The importance of monitoring your server access logs
We recently had a client come to us with random performance problems on their site. The site is a low traffic brochure site on a shared hosting account. Most of the time the site performs reasonably well. However, there are mysterious times where the site slows down to a crawl. This reached a critical point Friday afternoon and their hosting provider shut down the site for using too many server resources.
The apparent randomness of the issue suggested that it may be related to spikes in traffic to the site. However Google Analytics didn't show any corresponding traffic spikes.
Our next step was to look at the raw Apache access log files. When we did this, we found that there were some very significant spikes of requests to the user login page of the site, apparently caused by bots. We identified this Friday evening and worked on a solution over the weekend to get the site back in order.

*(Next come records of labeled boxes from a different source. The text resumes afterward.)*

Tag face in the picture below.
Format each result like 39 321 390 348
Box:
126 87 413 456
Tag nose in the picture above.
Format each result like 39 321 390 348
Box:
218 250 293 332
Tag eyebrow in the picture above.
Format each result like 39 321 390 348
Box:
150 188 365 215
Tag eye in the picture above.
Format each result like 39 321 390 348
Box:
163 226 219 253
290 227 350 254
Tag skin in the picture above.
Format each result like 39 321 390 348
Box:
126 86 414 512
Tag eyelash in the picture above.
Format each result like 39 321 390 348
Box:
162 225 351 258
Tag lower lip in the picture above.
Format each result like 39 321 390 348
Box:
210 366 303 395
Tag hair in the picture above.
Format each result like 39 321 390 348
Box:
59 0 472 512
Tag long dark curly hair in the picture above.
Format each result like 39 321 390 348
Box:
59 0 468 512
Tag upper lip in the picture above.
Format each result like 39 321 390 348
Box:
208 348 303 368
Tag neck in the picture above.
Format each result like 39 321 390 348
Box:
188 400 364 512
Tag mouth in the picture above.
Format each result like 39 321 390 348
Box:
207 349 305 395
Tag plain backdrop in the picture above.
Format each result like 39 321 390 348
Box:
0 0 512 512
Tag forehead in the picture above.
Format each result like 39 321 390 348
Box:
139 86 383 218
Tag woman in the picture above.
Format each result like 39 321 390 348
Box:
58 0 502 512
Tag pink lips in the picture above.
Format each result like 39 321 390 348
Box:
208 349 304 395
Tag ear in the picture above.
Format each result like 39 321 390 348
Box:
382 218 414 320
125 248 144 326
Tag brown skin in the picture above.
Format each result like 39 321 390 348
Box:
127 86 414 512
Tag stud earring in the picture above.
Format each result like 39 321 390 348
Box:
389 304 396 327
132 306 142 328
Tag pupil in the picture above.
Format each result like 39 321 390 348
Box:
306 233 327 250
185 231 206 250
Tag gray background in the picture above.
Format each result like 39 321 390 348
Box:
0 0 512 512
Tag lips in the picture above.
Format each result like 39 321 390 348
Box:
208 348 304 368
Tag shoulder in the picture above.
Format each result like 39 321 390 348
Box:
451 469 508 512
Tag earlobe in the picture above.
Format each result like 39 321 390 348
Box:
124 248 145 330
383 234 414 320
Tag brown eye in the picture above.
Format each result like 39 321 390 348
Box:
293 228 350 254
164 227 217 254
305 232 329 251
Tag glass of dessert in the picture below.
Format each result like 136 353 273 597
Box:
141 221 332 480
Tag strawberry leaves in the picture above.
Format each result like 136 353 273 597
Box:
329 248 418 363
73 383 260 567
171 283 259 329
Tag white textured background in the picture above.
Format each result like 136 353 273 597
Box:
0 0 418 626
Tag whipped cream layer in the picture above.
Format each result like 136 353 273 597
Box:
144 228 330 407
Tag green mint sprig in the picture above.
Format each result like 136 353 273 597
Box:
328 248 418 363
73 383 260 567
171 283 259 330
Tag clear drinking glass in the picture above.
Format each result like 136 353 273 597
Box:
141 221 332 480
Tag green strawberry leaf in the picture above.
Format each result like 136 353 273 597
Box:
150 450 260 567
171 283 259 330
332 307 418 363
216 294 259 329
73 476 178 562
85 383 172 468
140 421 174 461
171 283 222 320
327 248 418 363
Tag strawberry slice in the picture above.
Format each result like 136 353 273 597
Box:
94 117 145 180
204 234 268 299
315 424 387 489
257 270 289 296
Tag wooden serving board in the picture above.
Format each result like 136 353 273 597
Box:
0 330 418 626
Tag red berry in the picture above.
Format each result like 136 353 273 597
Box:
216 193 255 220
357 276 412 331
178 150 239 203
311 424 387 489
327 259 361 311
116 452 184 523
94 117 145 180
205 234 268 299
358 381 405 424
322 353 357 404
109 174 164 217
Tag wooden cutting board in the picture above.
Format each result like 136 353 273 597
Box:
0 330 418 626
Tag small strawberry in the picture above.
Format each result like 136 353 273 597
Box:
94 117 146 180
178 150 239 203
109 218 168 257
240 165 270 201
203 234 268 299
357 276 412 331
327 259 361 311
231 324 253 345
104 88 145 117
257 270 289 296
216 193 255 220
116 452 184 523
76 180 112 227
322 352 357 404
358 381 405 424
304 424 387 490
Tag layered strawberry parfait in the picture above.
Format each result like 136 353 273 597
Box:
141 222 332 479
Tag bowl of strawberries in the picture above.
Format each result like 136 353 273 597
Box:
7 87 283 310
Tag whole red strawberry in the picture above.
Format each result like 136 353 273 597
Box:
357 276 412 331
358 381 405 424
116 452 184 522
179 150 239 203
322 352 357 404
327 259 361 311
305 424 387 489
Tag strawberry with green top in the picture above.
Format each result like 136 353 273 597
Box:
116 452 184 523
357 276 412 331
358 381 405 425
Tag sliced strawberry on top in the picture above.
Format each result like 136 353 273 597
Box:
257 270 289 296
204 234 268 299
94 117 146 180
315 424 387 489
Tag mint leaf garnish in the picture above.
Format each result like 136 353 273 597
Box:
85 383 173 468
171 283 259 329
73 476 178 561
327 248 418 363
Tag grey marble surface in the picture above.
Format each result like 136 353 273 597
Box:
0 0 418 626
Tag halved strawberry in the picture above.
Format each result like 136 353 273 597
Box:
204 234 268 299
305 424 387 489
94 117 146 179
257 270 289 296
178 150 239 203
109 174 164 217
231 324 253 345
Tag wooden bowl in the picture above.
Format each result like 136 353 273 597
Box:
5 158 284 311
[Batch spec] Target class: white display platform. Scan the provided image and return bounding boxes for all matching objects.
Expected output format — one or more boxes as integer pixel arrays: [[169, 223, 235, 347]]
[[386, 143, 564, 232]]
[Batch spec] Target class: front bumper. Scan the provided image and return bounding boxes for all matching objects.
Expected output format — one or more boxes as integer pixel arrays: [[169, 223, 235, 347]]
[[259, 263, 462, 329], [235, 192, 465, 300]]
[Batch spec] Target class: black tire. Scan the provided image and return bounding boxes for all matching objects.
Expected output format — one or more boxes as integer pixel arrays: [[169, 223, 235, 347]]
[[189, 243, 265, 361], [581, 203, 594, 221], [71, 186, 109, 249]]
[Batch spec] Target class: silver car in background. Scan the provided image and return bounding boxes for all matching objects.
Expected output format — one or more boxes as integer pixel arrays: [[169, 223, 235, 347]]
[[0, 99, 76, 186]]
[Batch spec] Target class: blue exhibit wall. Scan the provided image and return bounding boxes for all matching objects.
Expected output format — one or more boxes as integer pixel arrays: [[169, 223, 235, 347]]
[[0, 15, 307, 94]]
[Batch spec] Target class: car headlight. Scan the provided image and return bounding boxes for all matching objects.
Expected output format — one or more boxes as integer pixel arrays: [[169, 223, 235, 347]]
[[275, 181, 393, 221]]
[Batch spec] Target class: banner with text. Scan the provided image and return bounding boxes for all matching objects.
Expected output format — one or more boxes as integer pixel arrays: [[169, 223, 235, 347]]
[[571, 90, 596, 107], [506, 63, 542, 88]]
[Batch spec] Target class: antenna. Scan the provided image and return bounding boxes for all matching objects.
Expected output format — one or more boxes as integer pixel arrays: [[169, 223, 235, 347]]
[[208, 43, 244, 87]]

The solution in this case was to implement some basic IP address restrictions on the site login and administration pages since there was no public facing authentication requirements on the site (only site admins/content editors logged in from a few known locations). This simple change reduced the site page request traffic from over 5,000 page requests per day to about 1,000 page requests per day (which corresponds with their Google Analytics traffic reports).
The take away from this is a reminder that while Google Analytics is a fantastic tool for seeing what the legitimate traffic to your website is doing, you need to dig down into your server access logs to really see what's going on to ensure the health of your web infrastructure.